C’est grâce à des observations faites sur plusieurs années, avec deux instruments distincts, que l’équipe, menée par Andres Carmona de l’Université de Grenoble Alpes, a pu révéler un mouvement périodique de l’étoile Gliese 410 qui est dû à la présence d’une planète, Gliese 410 b.
IREx : Que sait-on sur cette planète?
Étienne : On a pu mesurer sa masse, qui serait au minimum huit fois la masse de la Terre. Elle est donc un peu plus plus légère de Neptune, qui fait dix-sept fois la masse de la Terre. Malheureusement, cette planète ne passe pas devant son étoile, elle ne « transite » pas. Il a été impossible de la repérer dans les observations du télescope spatial TESS. Sa taille demeure donc inconnue, et sa nature exacte est par conséquent incertaine. Ça pourrait être une planète rocheuse et dense, une planète plutôt gazeuse, ou une planète à mi-chemin entre les deux, comme Uranus et Neptune.
On peut confirmer toutefois qu’elle fait le tour de son étoile en six jours, elle se trouve donc très proche de son étoile et reçoit 20 fois plus de chaleur de cette dernière que la Terre du Soleil. Sa température d’équilibre pourrait être d’environ 300°C, ce qui est très chaud! Cette planète n’a pas d’équivalent dans notre Système solaire, c’est un peu comme avoir Neptune sur l’orbite de Mercure!
Cette planète subi aussi sans doute l’intense activité de son étoile : les naines rouges présentent généralement des éruptions fortes et fréquentes. Gliese 410 est une étoile relativement jeune (environ 480 millions d’années) et les mesures SPIRou confirment un champ magnétique 100 fois plus intense que celui de notre Soleil. Ce genre de phénomène peut entrainer l’érosion (la perte) de l’atmosphère d’une planète.
IREx : Y a-t-il d’autres planètes autour de cette étoile?
Étienne : Deux autres planètes pourraient être présentes : une plus proche de l’étoile, qui en ferait le tour en environ 3 jours, et une plus loin, avec une période orbitale de 19 jours. Leur existence doit encore être confirmée.
Il faut savoir qu’il demeure très difficile de détecter des planètes avec la méthode employée ici, celle de vitesse radiale. Il est assez commun que des planètes soient annoncées, et que leur existence soit réfutée plus tard, quand on réalise par exemple que le signal qu’on attribuait à la planète était pltuôt dû à l’activité stellaire ou à l’atmosphère de la Terre.
Nos équipes doivent faire des tests statistiques pour accorder un degré de confiance à chaque détection, qui est considérée définitive au-delà d’un seuil donné. Dans le cas de Gliese 410 b, la découverte est convaincante, d’autant plus qu’on la trouve à la fois dans les observations de SPIRou et de SOPHIE. Ce n’est pas encore le cas des deux autres.

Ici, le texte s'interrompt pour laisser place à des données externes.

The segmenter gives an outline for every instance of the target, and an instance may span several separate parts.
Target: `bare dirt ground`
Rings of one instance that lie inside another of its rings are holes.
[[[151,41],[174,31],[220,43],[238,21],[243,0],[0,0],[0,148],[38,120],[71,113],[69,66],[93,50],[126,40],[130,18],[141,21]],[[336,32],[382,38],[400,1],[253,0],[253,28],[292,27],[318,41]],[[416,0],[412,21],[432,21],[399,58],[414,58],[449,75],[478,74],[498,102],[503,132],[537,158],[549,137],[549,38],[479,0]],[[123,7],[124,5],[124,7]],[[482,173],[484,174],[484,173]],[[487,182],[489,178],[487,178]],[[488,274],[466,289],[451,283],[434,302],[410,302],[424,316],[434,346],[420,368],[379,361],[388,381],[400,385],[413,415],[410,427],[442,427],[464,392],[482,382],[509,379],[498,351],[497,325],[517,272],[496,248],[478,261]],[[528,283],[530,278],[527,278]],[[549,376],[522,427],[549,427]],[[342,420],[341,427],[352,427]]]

IREx : Pourquoi avoir utilisé ces deux instruments?
Étienne : SPIRou, un spectrographe qui opère dans le domaine spectral infrarouge, est plus sensible à la lumière des petites étoiles que les instruments optiques ordinaires. En d’autres mots, c’est plus facile de détecter des planètes autour de naines rouges comme Gliese 410, qui sont plus brillantes dans ce régime de longueur d’onde, avec cet instrument. Sa position au télescope Canada-France-Hawaiʻi, au sommet du volcan Maunakea, est aussi un avantage : cette montagne, d’une grande importance pour les natifs Hawaiiens, bénéficie d’un ciel d’une qualité incomparable.

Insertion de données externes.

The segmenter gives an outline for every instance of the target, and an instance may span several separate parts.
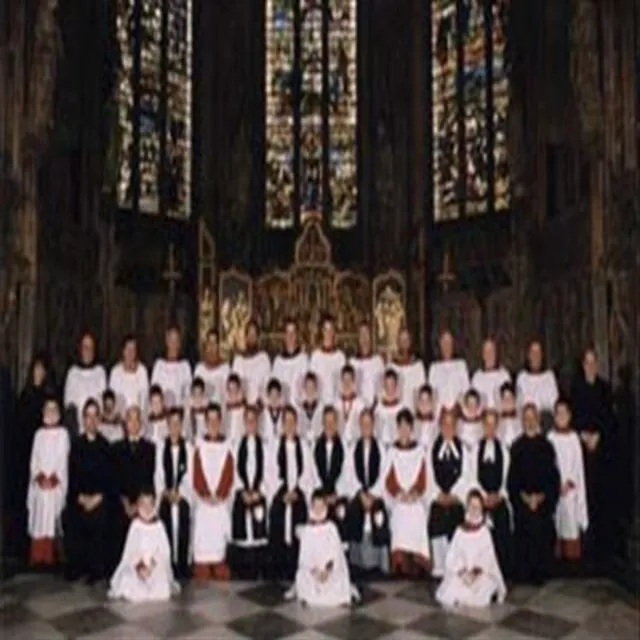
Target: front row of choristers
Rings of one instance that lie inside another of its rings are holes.
[[[309,605],[348,604],[358,598],[351,566],[431,573],[442,579],[444,605],[485,606],[504,598],[503,575],[538,583],[554,554],[580,558],[584,463],[566,401],[556,402],[547,436],[526,405],[522,433],[507,446],[499,413],[480,415],[474,394],[461,422],[445,409],[436,424],[428,389],[416,418],[396,410],[394,382],[386,380],[381,403],[394,409],[393,439],[388,412],[376,433],[375,409],[358,407],[352,421],[355,407],[344,405],[323,406],[309,439],[317,398],[302,412],[279,408],[277,385],[265,407],[234,404],[240,417],[231,425],[219,405],[199,407],[193,443],[182,409],[163,412],[160,437],[143,435],[133,406],[125,437],[110,445],[94,400],[70,443],[48,400],[31,456],[31,561],[54,564],[64,534],[68,577],[112,573],[110,595],[131,601],[168,598],[190,575],[237,575],[291,580],[287,596]],[[349,440],[347,425],[356,431]],[[432,430],[426,449],[417,425]]]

Le second instrument, SOPHIE, est installé au télescope de 193 cm de l’Observatoire de Haute-Provence. Opérant dans le visible, il est employé depuis de nombreuses années.

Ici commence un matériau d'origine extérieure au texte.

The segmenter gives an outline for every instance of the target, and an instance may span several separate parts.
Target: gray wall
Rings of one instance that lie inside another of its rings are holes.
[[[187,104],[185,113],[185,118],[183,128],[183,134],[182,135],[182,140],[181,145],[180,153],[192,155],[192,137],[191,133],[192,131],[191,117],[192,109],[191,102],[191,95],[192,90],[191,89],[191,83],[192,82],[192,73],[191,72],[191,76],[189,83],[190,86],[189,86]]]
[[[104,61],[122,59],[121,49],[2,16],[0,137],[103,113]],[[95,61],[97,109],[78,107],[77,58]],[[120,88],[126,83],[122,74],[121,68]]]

Combiner des observations des deux instruments permet de réduire au minimum la possibilité d’une fausse détection. Cette découverte a été faite dans le cadre d’un relevé, amorcé en 2018, où l’on utilise justement ces deux instruments afin de révéler des systèmes planétaires autour des naines rouges proches.
IREx : Quelle est ta contribution, et celles de membres de notre Institut?
Étienne : Avec Neil Cook, Charles Cadieux et plusieurs membres de notre équipe, on travaille fort depuis plusieurs années pour s’assurer que les astronomes de partout dans le monde peuvent exploiter au maximum les observations faites avec SPIRou. Une de nos préoccupations est d’éviter que les contaminations reliées à l’atmosphère de la Terre nous empêchent de détecter des petites planètes avec cet instrument. Nous avons développé une nouvelle technique appelée LBL (pour « line-by-line ») qui permet d’exploiter au maximum les observations faites avec SPIRou et les spectrographes en général, et grâce à laquelle on peut repérer des planètes encore moins massives. Tous ces efforts ont contribué à révéler Gliese 410 b dans les données SPIRou.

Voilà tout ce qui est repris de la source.